Uzun namlulu silahın dipçiğiyle vücudumun farklı yerlerine vurdular. İki elimden, ellerim yüzümün önünde olacak şekilde boynumdaki puşiyle bağladılar. Arta kalan kısmı boynumun arka tarafından bağlayarak sıkıp beni boğmaya çalıştılar. Ayaklarıma kelepçe taktılar. Darp esnasında video çekerek, ‘Kürtlere, Öcalan’a küfredeceksin. İstiklal Marşını, Mehmetçik şiirini söyle. Şiiri sabaha kadar ezberlemezsen sırtına koyduğumuz GPS ile seni bulur ve öldürürüz’ dediler. Bu olaylar 40 dakika sürdü.
"BENİ ÇUKUR BİR YERE ATTILAR"
Ellerim ve ayaklarım bağlı halde araca bindirerek, emniyet müdürlüğü giriş kısmının önündeki yola getirdiler. Burada bir kişi indi, başka araca bindi. Gelene kadar beni darp ettiler. Karahasan Mahallesi’nin kırsalına götürdüler. Beni çukur bir yere attılar. Ellerimi, ayaklarımı bağlamışlardı. Çukurdayken bir taşla ellerimi çözdüm. Sonra ayaklarımı çözerek, yukarı çıktım. Lice’ye yürüdüm. 3-4 dakika yürüdükten sonra 50 metre ileride bir abiyi gördüm ve yanına gittim. Beni sırtına alarak, Lice Devlet Hastanesi'ne getirdi.”
POLİSLERiN İFADELERİ BİRBİRİNİ TUTMADI
Amida Haber'in ulaştığı ifade tutanaklarında ise polisler çocuk tarafından teşhis edilmelerine rağmen işkenceyi reddetti.
Çocuğu "olay yerinden uzaklaştırmak" için polis aracına aldıklarını belirten komiser A.O., "Nevruz olaylarında yakılan ateşe yakacak atarken, tespitlerimiz vardır." dedi.

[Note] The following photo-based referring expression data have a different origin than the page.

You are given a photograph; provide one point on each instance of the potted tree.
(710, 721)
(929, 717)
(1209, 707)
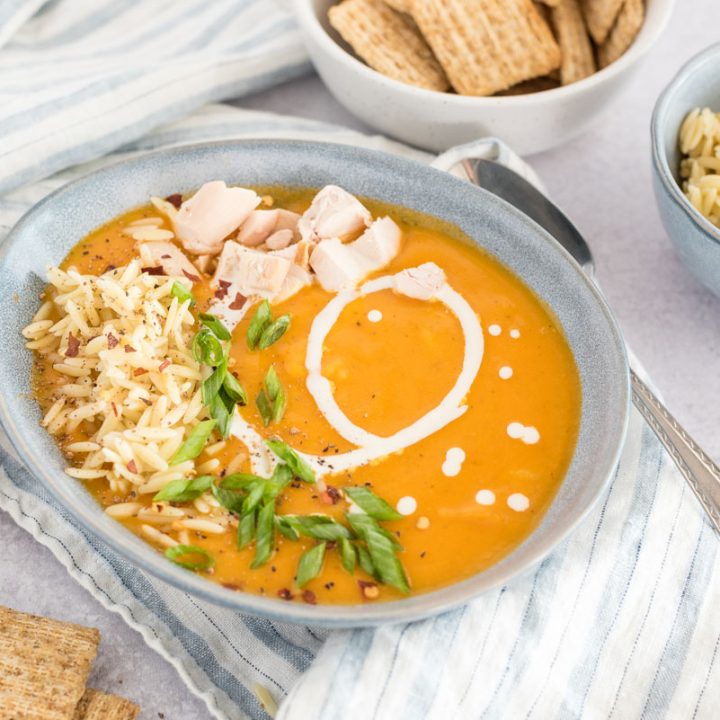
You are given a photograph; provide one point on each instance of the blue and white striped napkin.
(621, 621)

Polis memuru H. Ç. ise komiserle çelişen ifadesinde çocuğun araca bindirilmesini şöyle gerekçelendirdi: "Nevruz olaylarına katılan çocukları aileleri çağırmıyordu, bu sebeple olaylar sonlanmıyordu. İçlerinden birini alıp işlem yaparsak, diğer aileler de çocuklarını eve çağırır, olaylar da sonlanır diye düşündük. Bu amaçla mağduru olay yerinden polis aracına aldık."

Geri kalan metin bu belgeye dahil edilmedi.